Filipinos flee in tens of thousands

MANILA: Tens of thousands of villagers fled the likely path of a powerful typhoon bearing down Friday on the Philippines, as the government braced for the possibility of a second disaster just days after a storm killed more than 400.

Heavy rain drenched mountainous coastal regions in the northeast as Typhoon Parma tracked ominously toward heavily populated areas still saturated from the worst flooding in 40 years.

Parma was forecast to hit the east coast Saturday, packing sustained winds of up to 120 mph (195 kph) and gusts up to 140 mph (230 kph). Officials fear it may develop into a "super-typhoon," the government's weather bureau said.

President Gloria Macapagal Arroyo declared a nationwide "state of calamity" and ordered six provincial governments to evacuate residents from flood- and landslide-prone areas in the path of the storm.

The "state of calamity" extends the one applied to Manila and 25 provinces hit by the earlier storm. The declaration frees up funds to respond to emergencies.

The earlier storm, Ketsana, wrought a trail of destruction across four Southeast Asian countries, killing at least 422, including 293 in the Philippines, 99 in Vietnam and 14 in Cambodia. The Red Cross in Laos said Friday at least 16 people died and 100 were missing in two provinces that were still largely cut off.

In the Philippines, National Disaster Coordinating Council chief Gilbert Teodoro said children and minors can be evacuated from Parma's path by force, but adults will be given information to make their own decision.

"There is some resistance because they don't want to leave their homes behind for fear of looting," Melchito Castro, the disaster response chief in one threatened district, the Cagayan Valley, told The Associated Press. "If they can't be persuaded, we will be forced to get all the children and minors."

In Albay province alone, almost 50,000 people were evacuated Thursday and Friday with the help of the police and military trucks, said Cedric Daep, a top provincial disaster official.

The Philippines is hit by as many as 20 major storms a year and is well practiced at battening down. Typhoons in the region are most common and usually most powerful from August to November.

Laundry worker Mely Malate fled with her husband and six children to an evacuation centre in Albay, spurred by memories of a storm three years ago.

"During the last typhoon, we were trapped inside the house by the flood waters and we had to climb to the roof," she said. "We are scared whenever there is a storm.

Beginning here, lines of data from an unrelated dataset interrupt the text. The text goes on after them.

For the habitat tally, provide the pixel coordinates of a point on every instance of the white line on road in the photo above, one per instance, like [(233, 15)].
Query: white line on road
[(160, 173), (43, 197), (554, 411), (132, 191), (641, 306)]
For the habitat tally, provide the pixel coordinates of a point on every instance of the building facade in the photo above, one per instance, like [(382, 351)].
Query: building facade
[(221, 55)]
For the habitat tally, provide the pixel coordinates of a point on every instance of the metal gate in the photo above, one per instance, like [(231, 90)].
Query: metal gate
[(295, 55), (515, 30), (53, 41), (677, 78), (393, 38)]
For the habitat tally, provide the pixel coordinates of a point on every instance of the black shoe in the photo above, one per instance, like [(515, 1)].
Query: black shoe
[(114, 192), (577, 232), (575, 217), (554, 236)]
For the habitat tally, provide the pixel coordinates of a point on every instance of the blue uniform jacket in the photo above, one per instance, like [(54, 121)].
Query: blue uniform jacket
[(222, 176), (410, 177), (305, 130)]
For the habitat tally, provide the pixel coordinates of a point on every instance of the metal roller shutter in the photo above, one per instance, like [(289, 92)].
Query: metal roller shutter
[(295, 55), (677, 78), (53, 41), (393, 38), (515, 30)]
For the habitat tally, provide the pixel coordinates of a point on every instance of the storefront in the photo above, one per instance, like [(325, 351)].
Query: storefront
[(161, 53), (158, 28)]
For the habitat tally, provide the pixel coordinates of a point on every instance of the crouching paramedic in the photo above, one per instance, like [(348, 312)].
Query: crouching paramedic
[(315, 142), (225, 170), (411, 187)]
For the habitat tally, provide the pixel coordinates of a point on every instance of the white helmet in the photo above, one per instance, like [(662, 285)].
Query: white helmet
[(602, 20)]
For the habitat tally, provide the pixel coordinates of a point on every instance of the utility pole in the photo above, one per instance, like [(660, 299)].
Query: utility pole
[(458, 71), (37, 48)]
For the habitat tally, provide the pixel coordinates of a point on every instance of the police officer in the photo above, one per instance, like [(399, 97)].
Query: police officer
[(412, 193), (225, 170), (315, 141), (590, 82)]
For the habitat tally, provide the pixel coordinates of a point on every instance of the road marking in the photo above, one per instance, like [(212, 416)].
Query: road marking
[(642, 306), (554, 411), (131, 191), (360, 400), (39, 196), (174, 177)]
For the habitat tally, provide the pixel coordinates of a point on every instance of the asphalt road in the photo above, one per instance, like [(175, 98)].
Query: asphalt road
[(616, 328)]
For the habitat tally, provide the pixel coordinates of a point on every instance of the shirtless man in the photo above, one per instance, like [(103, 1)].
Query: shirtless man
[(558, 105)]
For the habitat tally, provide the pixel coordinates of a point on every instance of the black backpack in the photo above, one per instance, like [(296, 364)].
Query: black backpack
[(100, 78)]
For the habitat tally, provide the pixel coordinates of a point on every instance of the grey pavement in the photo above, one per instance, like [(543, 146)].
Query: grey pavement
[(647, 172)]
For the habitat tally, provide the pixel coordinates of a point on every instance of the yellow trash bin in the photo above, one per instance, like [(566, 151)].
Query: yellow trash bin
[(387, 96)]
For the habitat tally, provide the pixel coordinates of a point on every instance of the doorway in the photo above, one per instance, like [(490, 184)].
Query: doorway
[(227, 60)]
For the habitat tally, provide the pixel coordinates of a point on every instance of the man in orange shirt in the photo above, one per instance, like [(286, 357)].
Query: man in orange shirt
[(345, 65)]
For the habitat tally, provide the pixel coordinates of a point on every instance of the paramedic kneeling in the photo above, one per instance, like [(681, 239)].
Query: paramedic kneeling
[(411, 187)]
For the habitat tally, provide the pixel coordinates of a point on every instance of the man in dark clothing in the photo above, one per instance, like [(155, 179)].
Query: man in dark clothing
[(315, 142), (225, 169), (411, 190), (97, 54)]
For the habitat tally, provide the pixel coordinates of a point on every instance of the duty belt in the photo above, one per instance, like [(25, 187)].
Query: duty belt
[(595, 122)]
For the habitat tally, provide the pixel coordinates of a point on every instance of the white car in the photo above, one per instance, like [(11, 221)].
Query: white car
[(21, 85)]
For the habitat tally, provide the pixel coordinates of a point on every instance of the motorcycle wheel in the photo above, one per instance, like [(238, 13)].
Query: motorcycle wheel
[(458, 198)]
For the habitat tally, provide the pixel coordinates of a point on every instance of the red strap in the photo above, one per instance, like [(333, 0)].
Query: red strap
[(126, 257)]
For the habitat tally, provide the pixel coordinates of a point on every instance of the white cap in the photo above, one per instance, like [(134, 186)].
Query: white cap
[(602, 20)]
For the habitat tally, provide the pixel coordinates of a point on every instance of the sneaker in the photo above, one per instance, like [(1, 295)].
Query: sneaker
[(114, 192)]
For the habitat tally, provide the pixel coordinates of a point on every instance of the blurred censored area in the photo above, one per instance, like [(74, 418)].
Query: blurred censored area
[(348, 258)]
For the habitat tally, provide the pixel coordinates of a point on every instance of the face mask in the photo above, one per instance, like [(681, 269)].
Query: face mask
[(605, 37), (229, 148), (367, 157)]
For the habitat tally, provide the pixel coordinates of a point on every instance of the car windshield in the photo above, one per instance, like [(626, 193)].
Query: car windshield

When we left this morning, the river was already higher than normal."

Government chief weather forecaster Nathaniel Cruz said Parma appears to be carrying less rain but stronger winds than Ketsana, meaning the flood risk may be lower.

But a vast swath of the northern Philippines, including the capital of Manila, is already saturated from Ketsana, and any more rain poses danger.

Lake Laguna on the edge of the capital rose by more than 3.3 feet (one metre) as Ketsana passed and was in danger of spilling over into districts near Manila housing some 100,000 people, said Ed Manda, general manager of the Laguna Lake Development Authority.

The typhoon comes as the Asia region struggles to recover from two major earthquakes, one in the South Pacific that caused a deadly tsunami, and another in Indonesia.